There are two types of data scientists:
- Vertical data scientists have very deep knowledge in some narrow field. They might be computer scientists very familiar with computational complexity of all sorting algorithms. Or a statistician who knows everything about eigenvalues, singular value decomposition and its numerical stability, and asymptotic convergence of maximum pseudo-likelihood estimators. Or a software engineer with years of experience writing Python code (including graphic libraries) applied to API development and web crawling technology. Or a database guy with strong data modeling, data warehousing, graph databases, Hadoop and NoSQL expertise. Or a predictive modeler expert in Bayesian networks, SAS and SVM.
- Horizontal data scientists are a blend of business analysts, statisticians, computer scientists and domain experts. They combine vision with technical knowledge. They might not be expert in eigenvalues, generalized linear models and other semi-obsolete statistical techniques, but they know about more modern, data-driven techniques applicable to unstructured, streaming, and big data, such as (for example) the very simple and applied Analyticbridge theorem to build confidence intervals. They can design robust, efficient, simple, replicable and scalable code and algorithms.
DJ Patil, an Horizontal Data Scientist
Horizontal data scientists also come with the following features:
- They have some familiarity with six sigma concepts, even if they don't know the word.

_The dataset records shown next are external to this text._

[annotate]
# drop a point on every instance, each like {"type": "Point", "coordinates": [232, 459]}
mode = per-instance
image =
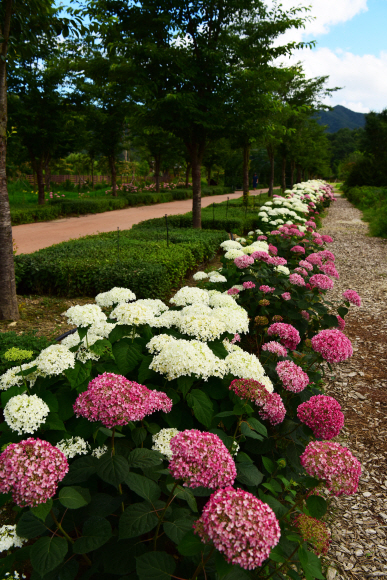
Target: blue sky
{"type": "Point", "coordinates": [351, 48]}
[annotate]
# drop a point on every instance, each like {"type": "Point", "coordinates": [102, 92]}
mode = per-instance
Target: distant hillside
{"type": "Point", "coordinates": [341, 117]}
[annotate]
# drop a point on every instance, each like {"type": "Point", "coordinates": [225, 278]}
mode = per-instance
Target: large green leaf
{"type": "Point", "coordinates": [74, 497]}
{"type": "Point", "coordinates": [143, 486]}
{"type": "Point", "coordinates": [47, 553]}
{"type": "Point", "coordinates": [138, 519]}
{"type": "Point", "coordinates": [155, 566]}
{"type": "Point", "coordinates": [113, 468]}
{"type": "Point", "coordinates": [96, 532]}
{"type": "Point", "coordinates": [201, 405]}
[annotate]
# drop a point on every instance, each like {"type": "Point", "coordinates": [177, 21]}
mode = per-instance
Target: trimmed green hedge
{"type": "Point", "coordinates": [141, 261]}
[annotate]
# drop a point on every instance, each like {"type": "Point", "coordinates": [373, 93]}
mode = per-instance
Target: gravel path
{"type": "Point", "coordinates": [359, 522]}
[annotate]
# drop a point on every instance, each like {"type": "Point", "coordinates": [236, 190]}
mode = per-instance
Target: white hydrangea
{"type": "Point", "coordinates": [230, 245]}
{"type": "Point", "coordinates": [54, 359]}
{"type": "Point", "coordinates": [188, 295]}
{"type": "Point", "coordinates": [200, 276]}
{"type": "Point", "coordinates": [84, 315]}
{"type": "Point", "coordinates": [25, 413]}
{"type": "Point", "coordinates": [282, 270]}
{"type": "Point", "coordinates": [114, 296]}
{"type": "Point", "coordinates": [9, 538]}
{"type": "Point", "coordinates": [232, 254]}
{"type": "Point", "coordinates": [73, 446]}
{"type": "Point", "coordinates": [243, 365]}
{"type": "Point", "coordinates": [99, 451]}
{"type": "Point", "coordinates": [187, 357]}
{"type": "Point", "coordinates": [203, 328]}
{"type": "Point", "coordinates": [162, 440]}
{"type": "Point", "coordinates": [133, 314]}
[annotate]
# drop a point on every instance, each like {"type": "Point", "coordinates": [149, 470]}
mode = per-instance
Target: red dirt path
{"type": "Point", "coordinates": [32, 237]}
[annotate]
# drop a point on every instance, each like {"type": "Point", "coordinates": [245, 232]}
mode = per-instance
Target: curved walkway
{"type": "Point", "coordinates": [32, 237]}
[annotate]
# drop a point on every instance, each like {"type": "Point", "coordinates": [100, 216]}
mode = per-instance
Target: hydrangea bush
{"type": "Point", "coordinates": [179, 440]}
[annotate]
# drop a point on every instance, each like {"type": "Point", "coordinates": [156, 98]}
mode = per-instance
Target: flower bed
{"type": "Point", "coordinates": [189, 440]}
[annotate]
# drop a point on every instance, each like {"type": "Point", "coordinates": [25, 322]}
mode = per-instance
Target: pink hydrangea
{"type": "Point", "coordinates": [341, 322]}
{"type": "Point", "coordinates": [334, 464]}
{"type": "Point", "coordinates": [297, 280]}
{"type": "Point", "coordinates": [275, 348]}
{"type": "Point", "coordinates": [306, 265]}
{"type": "Point", "coordinates": [323, 415]}
{"type": "Point", "coordinates": [330, 270]}
{"type": "Point", "coordinates": [114, 400]}
{"type": "Point", "coordinates": [244, 261]}
{"type": "Point", "coordinates": [266, 289]}
{"type": "Point", "coordinates": [321, 281]}
{"type": "Point", "coordinates": [352, 297]}
{"type": "Point", "coordinates": [293, 378]}
{"type": "Point", "coordinates": [298, 249]}
{"type": "Point", "coordinates": [201, 459]}
{"type": "Point", "coordinates": [240, 526]}
{"type": "Point", "coordinates": [31, 469]}
{"type": "Point", "coordinates": [333, 345]}
{"type": "Point", "coordinates": [289, 336]}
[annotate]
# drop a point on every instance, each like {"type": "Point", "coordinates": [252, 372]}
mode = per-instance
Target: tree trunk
{"type": "Point", "coordinates": [157, 171]}
{"type": "Point", "coordinates": [283, 175]}
{"type": "Point", "coordinates": [187, 170]}
{"type": "Point", "coordinates": [246, 167]}
{"type": "Point", "coordinates": [8, 299]}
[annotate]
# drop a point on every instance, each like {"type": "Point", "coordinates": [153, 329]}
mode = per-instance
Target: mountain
{"type": "Point", "coordinates": [340, 117]}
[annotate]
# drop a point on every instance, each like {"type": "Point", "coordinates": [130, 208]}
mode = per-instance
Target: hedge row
{"type": "Point", "coordinates": [142, 260]}
{"type": "Point", "coordinates": [67, 207]}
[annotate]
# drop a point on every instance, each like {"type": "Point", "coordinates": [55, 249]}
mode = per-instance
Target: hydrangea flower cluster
{"type": "Point", "coordinates": [275, 348]}
{"type": "Point", "coordinates": [201, 459]}
{"type": "Point", "coordinates": [32, 470]}
{"type": "Point", "coordinates": [73, 446]}
{"type": "Point", "coordinates": [323, 415]}
{"type": "Point", "coordinates": [288, 335]}
{"type": "Point", "coordinates": [315, 532]}
{"type": "Point", "coordinates": [352, 297]}
{"type": "Point", "coordinates": [240, 526]}
{"type": "Point", "coordinates": [334, 464]}
{"type": "Point", "coordinates": [293, 378]}
{"type": "Point", "coordinates": [25, 413]}
{"type": "Point", "coordinates": [114, 400]}
{"type": "Point", "coordinates": [333, 345]}
{"type": "Point", "coordinates": [162, 440]}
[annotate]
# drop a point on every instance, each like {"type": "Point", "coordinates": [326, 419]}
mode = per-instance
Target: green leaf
{"type": "Point", "coordinates": [201, 405]}
{"type": "Point", "coordinates": [96, 532]}
{"type": "Point", "coordinates": [137, 519]}
{"type": "Point", "coordinates": [30, 526]}
{"type": "Point", "coordinates": [248, 474]}
{"type": "Point", "coordinates": [317, 506]}
{"type": "Point", "coordinates": [185, 383]}
{"type": "Point", "coordinates": [74, 497]}
{"type": "Point", "coordinates": [144, 458]}
{"type": "Point", "coordinates": [81, 469]}
{"type": "Point", "coordinates": [143, 486]}
{"type": "Point", "coordinates": [190, 544]}
{"type": "Point", "coordinates": [310, 563]}
{"type": "Point", "coordinates": [155, 566]}
{"type": "Point", "coordinates": [177, 529]}
{"type": "Point", "coordinates": [42, 510]}
{"type": "Point", "coordinates": [47, 553]}
{"type": "Point", "coordinates": [245, 430]}
{"type": "Point", "coordinates": [113, 469]}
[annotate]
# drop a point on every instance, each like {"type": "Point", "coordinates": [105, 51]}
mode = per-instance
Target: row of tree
{"type": "Point", "coordinates": [172, 74]}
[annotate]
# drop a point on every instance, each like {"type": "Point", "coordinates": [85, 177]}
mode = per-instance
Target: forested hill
{"type": "Point", "coordinates": [339, 118]}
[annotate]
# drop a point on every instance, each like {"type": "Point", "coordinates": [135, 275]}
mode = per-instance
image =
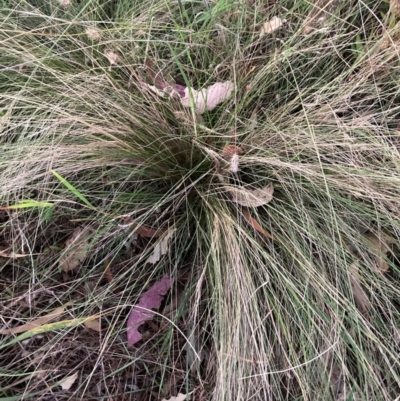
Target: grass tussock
{"type": "Point", "coordinates": [311, 314]}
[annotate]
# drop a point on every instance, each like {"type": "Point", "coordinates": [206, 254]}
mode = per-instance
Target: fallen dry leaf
{"type": "Point", "coordinates": [252, 198]}
{"type": "Point", "coordinates": [253, 222]}
{"type": "Point", "coordinates": [179, 397]}
{"type": "Point", "coordinates": [395, 7]}
{"type": "Point", "coordinates": [76, 249]}
{"type": "Point", "coordinates": [141, 312]}
{"type": "Point", "coordinates": [361, 298]}
{"type": "Point", "coordinates": [35, 323]}
{"type": "Point", "coordinates": [270, 26]}
{"type": "Point", "coordinates": [161, 248]}
{"type": "Point", "coordinates": [93, 33]}
{"type": "Point", "coordinates": [93, 325]}
{"type": "Point", "coordinates": [322, 10]}
{"type": "Point", "coordinates": [67, 382]}
{"type": "Point", "coordinates": [231, 154]}
{"type": "Point", "coordinates": [209, 98]}
{"type": "Point", "coordinates": [11, 255]}
{"type": "Point", "coordinates": [379, 247]}
{"type": "Point", "coordinates": [148, 232]}
{"type": "Point", "coordinates": [112, 57]}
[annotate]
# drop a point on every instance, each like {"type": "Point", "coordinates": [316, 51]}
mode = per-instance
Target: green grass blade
{"type": "Point", "coordinates": [72, 189]}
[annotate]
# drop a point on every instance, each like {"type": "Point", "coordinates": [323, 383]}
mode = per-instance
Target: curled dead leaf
{"type": "Point", "coordinates": [231, 154]}
{"type": "Point", "coordinates": [252, 198]}
{"type": "Point", "coordinates": [11, 255]}
{"type": "Point", "coordinates": [36, 323]}
{"type": "Point", "coordinates": [68, 381]}
{"type": "Point", "coordinates": [395, 7]}
{"type": "Point", "coordinates": [322, 10]}
{"type": "Point", "coordinates": [179, 397]}
{"type": "Point", "coordinates": [161, 248]}
{"type": "Point", "coordinates": [93, 33]}
{"type": "Point", "coordinates": [270, 26]}
{"type": "Point", "coordinates": [378, 245]}
{"type": "Point", "coordinates": [209, 98]}
{"type": "Point", "coordinates": [361, 298]}
{"type": "Point", "coordinates": [93, 325]}
{"type": "Point", "coordinates": [76, 249]}
{"type": "Point", "coordinates": [142, 312]}
{"type": "Point", "coordinates": [112, 57]}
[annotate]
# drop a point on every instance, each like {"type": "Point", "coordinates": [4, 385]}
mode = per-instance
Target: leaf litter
{"type": "Point", "coordinates": [161, 248]}
{"type": "Point", "coordinates": [252, 198]}
{"type": "Point", "coordinates": [203, 100]}
{"type": "Point", "coordinates": [36, 323]}
{"type": "Point", "coordinates": [142, 312]}
{"type": "Point", "coordinates": [179, 397]}
{"type": "Point", "coordinates": [68, 381]}
{"type": "Point", "coordinates": [270, 26]}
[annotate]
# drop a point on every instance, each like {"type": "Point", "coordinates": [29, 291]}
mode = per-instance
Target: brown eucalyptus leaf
{"type": "Point", "coordinates": [76, 249]}
{"type": "Point", "coordinates": [361, 298]}
{"type": "Point", "coordinates": [209, 98]}
{"type": "Point", "coordinates": [379, 247]}
{"type": "Point", "coordinates": [252, 198]}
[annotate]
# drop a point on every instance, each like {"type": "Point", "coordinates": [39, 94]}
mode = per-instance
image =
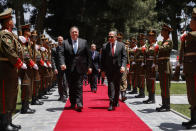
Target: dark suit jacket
{"type": "Point", "coordinates": [111, 63]}
{"type": "Point", "coordinates": [95, 61]}
{"type": "Point", "coordinates": [80, 61]}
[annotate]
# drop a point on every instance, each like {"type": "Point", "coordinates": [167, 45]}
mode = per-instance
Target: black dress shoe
{"type": "Point", "coordinates": [27, 111]}
{"type": "Point", "coordinates": [10, 128]}
{"type": "Point", "coordinates": [16, 126]}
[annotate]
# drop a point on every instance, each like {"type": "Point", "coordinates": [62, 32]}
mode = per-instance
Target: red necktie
{"type": "Point", "coordinates": [112, 49]}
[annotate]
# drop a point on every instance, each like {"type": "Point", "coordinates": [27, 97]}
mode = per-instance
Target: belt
{"type": "Point", "coordinates": [163, 58]}
{"type": "Point", "coordinates": [190, 54]}
{"type": "Point", "coordinates": [3, 59]}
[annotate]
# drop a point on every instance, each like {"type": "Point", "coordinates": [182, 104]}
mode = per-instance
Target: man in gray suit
{"type": "Point", "coordinates": [75, 57]}
{"type": "Point", "coordinates": [113, 62]}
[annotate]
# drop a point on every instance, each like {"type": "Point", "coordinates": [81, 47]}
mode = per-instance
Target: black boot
{"type": "Point", "coordinates": [6, 124]}
{"type": "Point", "coordinates": [134, 91]}
{"type": "Point", "coordinates": [111, 106]}
{"type": "Point", "coordinates": [35, 101]}
{"type": "Point", "coordinates": [192, 122]}
{"type": "Point", "coordinates": [10, 121]}
{"type": "Point", "coordinates": [25, 108]}
{"type": "Point", "coordinates": [123, 97]}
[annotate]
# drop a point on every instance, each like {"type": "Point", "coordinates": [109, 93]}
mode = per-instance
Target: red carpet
{"type": "Point", "coordinates": [96, 117]}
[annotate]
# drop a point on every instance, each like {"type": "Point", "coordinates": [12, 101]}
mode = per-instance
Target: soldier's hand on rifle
{"type": "Point", "coordinates": [63, 67]}
{"type": "Point", "coordinates": [24, 66]}
{"type": "Point", "coordinates": [56, 71]}
{"type": "Point", "coordinates": [35, 67]}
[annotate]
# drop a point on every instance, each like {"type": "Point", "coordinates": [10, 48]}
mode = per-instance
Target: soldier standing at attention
{"type": "Point", "coordinates": [123, 83]}
{"type": "Point", "coordinates": [132, 70]}
{"type": "Point", "coordinates": [10, 62]}
{"type": "Point", "coordinates": [25, 75]}
{"type": "Point", "coordinates": [140, 64]}
{"type": "Point", "coordinates": [188, 59]}
{"type": "Point", "coordinates": [151, 54]}
{"type": "Point", "coordinates": [164, 68]}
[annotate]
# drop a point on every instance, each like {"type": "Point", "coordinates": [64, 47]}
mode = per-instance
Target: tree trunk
{"type": "Point", "coordinates": [39, 26]}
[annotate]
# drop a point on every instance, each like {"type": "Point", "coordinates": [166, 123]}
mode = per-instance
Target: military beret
{"type": "Point", "coordinates": [6, 14]}
{"type": "Point", "coordinates": [194, 13]}
{"type": "Point", "coordinates": [152, 33]}
{"type": "Point", "coordinates": [166, 27]}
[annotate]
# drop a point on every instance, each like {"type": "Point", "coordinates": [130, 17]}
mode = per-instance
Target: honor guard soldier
{"type": "Point", "coordinates": [151, 55]}
{"type": "Point", "coordinates": [10, 63]}
{"type": "Point", "coordinates": [132, 70]}
{"type": "Point", "coordinates": [36, 76]}
{"type": "Point", "coordinates": [164, 68]}
{"type": "Point", "coordinates": [140, 65]}
{"type": "Point", "coordinates": [188, 59]}
{"type": "Point", "coordinates": [123, 84]}
{"type": "Point", "coordinates": [26, 75]}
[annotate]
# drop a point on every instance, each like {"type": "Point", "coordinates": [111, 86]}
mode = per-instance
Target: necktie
{"type": "Point", "coordinates": [75, 47]}
{"type": "Point", "coordinates": [112, 49]}
{"type": "Point", "coordinates": [93, 56]}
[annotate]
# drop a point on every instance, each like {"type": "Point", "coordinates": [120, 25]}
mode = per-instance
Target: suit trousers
{"type": "Point", "coordinates": [62, 83]}
{"type": "Point", "coordinates": [93, 80]}
{"type": "Point", "coordinates": [75, 87]}
{"type": "Point", "coordinates": [191, 89]}
{"type": "Point", "coordinates": [114, 80]}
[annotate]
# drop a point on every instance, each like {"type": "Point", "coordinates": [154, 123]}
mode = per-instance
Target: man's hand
{"type": "Point", "coordinates": [89, 70]}
{"type": "Point", "coordinates": [122, 69]}
{"type": "Point", "coordinates": [63, 67]}
{"type": "Point", "coordinates": [55, 71]}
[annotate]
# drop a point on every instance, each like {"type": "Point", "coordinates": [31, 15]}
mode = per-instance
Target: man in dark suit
{"type": "Point", "coordinates": [75, 58]}
{"type": "Point", "coordinates": [113, 62]}
{"type": "Point", "coordinates": [61, 78]}
{"type": "Point", "coordinates": [95, 68]}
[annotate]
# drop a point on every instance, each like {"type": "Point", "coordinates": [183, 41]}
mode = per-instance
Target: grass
{"type": "Point", "coordinates": [182, 108]}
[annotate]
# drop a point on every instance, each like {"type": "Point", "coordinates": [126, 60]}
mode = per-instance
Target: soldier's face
{"type": "Point", "coordinates": [193, 25]}
{"type": "Point", "coordinates": [74, 33]}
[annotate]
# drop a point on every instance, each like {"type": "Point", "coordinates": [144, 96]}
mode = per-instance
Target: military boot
{"type": "Point", "coordinates": [192, 122]}
{"type": "Point", "coordinates": [6, 125]}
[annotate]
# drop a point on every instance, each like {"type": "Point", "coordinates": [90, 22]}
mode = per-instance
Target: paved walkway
{"type": "Point", "coordinates": [47, 115]}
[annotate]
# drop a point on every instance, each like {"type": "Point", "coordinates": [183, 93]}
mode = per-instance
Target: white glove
{"type": "Point", "coordinates": [24, 66]}
{"type": "Point", "coordinates": [45, 65]}
{"type": "Point", "coordinates": [50, 65]}
{"type": "Point", "coordinates": [42, 48]}
{"type": "Point", "coordinates": [35, 67]}
{"type": "Point", "coordinates": [153, 65]}
{"type": "Point", "coordinates": [22, 39]}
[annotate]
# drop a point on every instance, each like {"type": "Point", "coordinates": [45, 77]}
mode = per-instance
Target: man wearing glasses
{"type": "Point", "coordinates": [113, 62]}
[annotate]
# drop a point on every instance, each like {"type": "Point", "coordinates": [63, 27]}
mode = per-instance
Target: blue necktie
{"type": "Point", "coordinates": [75, 47]}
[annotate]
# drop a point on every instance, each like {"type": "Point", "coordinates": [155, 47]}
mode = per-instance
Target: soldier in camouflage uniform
{"type": "Point", "coordinates": [26, 75]}
{"type": "Point", "coordinates": [123, 83]}
{"type": "Point", "coordinates": [151, 55]}
{"type": "Point", "coordinates": [164, 68]}
{"type": "Point", "coordinates": [188, 59]}
{"type": "Point", "coordinates": [140, 57]}
{"type": "Point", "coordinates": [10, 62]}
{"type": "Point", "coordinates": [132, 70]}
{"type": "Point", "coordinates": [36, 76]}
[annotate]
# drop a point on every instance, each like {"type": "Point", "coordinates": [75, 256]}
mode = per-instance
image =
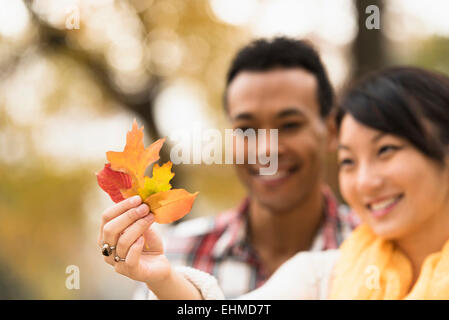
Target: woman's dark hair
{"type": "Point", "coordinates": [407, 102]}
{"type": "Point", "coordinates": [283, 52]}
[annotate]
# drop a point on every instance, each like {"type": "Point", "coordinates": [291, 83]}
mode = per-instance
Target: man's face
{"type": "Point", "coordinates": [287, 100]}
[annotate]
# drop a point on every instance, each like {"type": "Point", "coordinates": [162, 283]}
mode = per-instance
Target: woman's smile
{"type": "Point", "coordinates": [382, 206]}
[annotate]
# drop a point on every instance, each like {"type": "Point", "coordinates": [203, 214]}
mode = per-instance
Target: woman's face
{"type": "Point", "coordinates": [392, 185]}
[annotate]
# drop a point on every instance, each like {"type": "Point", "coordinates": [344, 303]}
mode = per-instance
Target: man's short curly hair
{"type": "Point", "coordinates": [282, 52]}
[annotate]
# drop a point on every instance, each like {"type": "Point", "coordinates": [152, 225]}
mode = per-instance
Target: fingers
{"type": "Point", "coordinates": [117, 210]}
{"type": "Point", "coordinates": [113, 228]}
{"type": "Point", "coordinates": [132, 233]}
{"type": "Point", "coordinates": [152, 242]}
{"type": "Point", "coordinates": [134, 252]}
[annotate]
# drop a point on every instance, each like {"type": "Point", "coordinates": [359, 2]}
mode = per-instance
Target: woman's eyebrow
{"type": "Point", "coordinates": [288, 112]}
{"type": "Point", "coordinates": [378, 136]}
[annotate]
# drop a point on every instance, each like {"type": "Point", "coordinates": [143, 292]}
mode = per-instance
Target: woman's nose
{"type": "Point", "coordinates": [369, 180]}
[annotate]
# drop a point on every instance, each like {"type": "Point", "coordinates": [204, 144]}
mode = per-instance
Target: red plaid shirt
{"type": "Point", "coordinates": [219, 245]}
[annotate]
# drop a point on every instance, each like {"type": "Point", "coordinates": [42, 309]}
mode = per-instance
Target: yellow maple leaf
{"type": "Point", "coordinates": [134, 159]}
{"type": "Point", "coordinates": [159, 181]}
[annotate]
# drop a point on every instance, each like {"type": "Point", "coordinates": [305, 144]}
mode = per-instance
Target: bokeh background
{"type": "Point", "coordinates": [75, 73]}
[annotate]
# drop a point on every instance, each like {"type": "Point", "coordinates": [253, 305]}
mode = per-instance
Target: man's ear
{"type": "Point", "coordinates": [331, 127]}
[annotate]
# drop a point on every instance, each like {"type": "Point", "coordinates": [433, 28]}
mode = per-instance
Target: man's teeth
{"type": "Point", "coordinates": [278, 175]}
{"type": "Point", "coordinates": [383, 204]}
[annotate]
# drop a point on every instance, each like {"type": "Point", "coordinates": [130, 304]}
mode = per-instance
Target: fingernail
{"type": "Point", "coordinates": [149, 217]}
{"type": "Point", "coordinates": [135, 200]}
{"type": "Point", "coordinates": [143, 209]}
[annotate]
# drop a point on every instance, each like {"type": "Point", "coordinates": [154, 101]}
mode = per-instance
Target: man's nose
{"type": "Point", "coordinates": [268, 143]}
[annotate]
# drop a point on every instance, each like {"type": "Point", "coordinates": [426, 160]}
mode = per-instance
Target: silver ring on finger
{"type": "Point", "coordinates": [118, 259]}
{"type": "Point", "coordinates": [106, 250]}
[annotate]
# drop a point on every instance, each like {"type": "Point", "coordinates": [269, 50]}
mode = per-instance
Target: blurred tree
{"type": "Point", "coordinates": [369, 44]}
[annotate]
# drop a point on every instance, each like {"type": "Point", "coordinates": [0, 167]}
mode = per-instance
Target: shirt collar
{"type": "Point", "coordinates": [233, 240]}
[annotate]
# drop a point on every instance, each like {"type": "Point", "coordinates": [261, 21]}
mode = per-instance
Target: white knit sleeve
{"type": "Point", "coordinates": [206, 284]}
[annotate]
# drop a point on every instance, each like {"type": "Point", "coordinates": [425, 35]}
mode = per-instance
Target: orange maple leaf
{"type": "Point", "coordinates": [124, 177]}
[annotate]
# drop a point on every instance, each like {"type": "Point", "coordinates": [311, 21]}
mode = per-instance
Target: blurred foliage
{"type": "Point", "coordinates": [115, 64]}
{"type": "Point", "coordinates": [432, 53]}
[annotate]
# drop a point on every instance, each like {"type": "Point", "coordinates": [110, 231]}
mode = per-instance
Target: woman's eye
{"type": "Point", "coordinates": [387, 148]}
{"type": "Point", "coordinates": [244, 129]}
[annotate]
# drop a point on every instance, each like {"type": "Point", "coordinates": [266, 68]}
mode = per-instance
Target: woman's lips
{"type": "Point", "coordinates": [382, 207]}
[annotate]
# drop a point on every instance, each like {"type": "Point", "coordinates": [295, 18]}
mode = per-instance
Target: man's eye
{"type": "Point", "coordinates": [290, 125]}
{"type": "Point", "coordinates": [387, 148]}
{"type": "Point", "coordinates": [345, 162]}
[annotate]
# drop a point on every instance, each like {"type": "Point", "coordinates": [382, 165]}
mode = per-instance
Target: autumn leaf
{"type": "Point", "coordinates": [134, 159]}
{"type": "Point", "coordinates": [169, 206]}
{"type": "Point", "coordinates": [124, 177]}
{"type": "Point", "coordinates": [113, 182]}
{"type": "Point", "coordinates": [159, 181]}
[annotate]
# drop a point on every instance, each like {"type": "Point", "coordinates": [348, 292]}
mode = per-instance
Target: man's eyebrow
{"type": "Point", "coordinates": [289, 112]}
{"type": "Point", "coordinates": [244, 116]}
{"type": "Point", "coordinates": [342, 146]}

In essence, speed is more important than perfection, for these analytic practitioners.
- They have experience in producing success stories out of large, complicated, messy data sets - including in measuring the success.
- Experience in identifying the real problem to be solved, the data sets (external and internal) they need, the data base structures they need, the metrics they need, rather than being passive consumers of data sets produced or gathered by third parties lacking the skills to collect / create the right data.
- They know rules of thumb and pitfalls to avoid, more than theoretical concepts. However they have a bit more than just basic knowledge of computational complexity, good sampling and design of experiment, robust statistics and cross-validation, modern data base design and programming languages (R, scripting languages, Map Reduce concepts, SQL)
- Advanced Excel and visualization skills.
- They can help produce useful dashboards (the ones that people really use on a daily basis to make decisions) or alternate tools to communicate insights found in data (orally, by email or automatically - and sometimes in real time machine-to-machine mode).
- They think outside the box. For instance, when they create a recommendation engine, they know that it will be gamed by spammers and competing users, thus they put an efficient mechanism in place to detect fake reviews.
- They are innovators who create truly useful stuff. Ironically, this can scare away potential employers, who, despite claims to the contrary and for obvious reasons, prefer the good soldier to the disruptive creator.
In my opinion, vertical data scientists are fake data scientists. They are the by-product of our rigid University system which trains people to become either a computer scientist, a statistician, an operations research or a MBA guy - but not all the four at the same time. This is one of the reasons why we have created our data science program. This is also one of the reasons why recruiters can't find data scientists: they find and recruit mostly vertical data scientists. Companies are not yet used to identifying horizontal data scientists - the true money makers and ROI generators among analytic professionals. The reasons are two-fold:
- Untrained recruiters quickly notice that horizontal data scientists lack some of the traditional knowledge that a true computer scientist, or statistician, or MBA must have - eliminating horizontal data scientists from the pool of applicants. You need a recruiter familiar both with software engineering, business analysts, statisticians and computer scientists, and able to identify qualities not summarized by typical resume keywords, and identify which (lack of) skills are critical from the ones that can be overlooked, to detect these pure gems.
- Horizontal data scientists, faced with the prospects a few job opportunities, and having the real knowledge to generate significant ROI, end up creating their own start-up, working independently, sometimes competing directly against the very companies that are in need of real (supposedly rare) data scientists. After having failed more than once getting a job interview with Microsoft, eBay, Amazon or Google, they never apply again, further reducing the pool of qualified talent.
Hopefully, our data science program will help with this - in particular educating recruiters and hiring managers as well.
Question: Can you name a few horizontal data scientists? Vertical data scientists are a dime a dozen.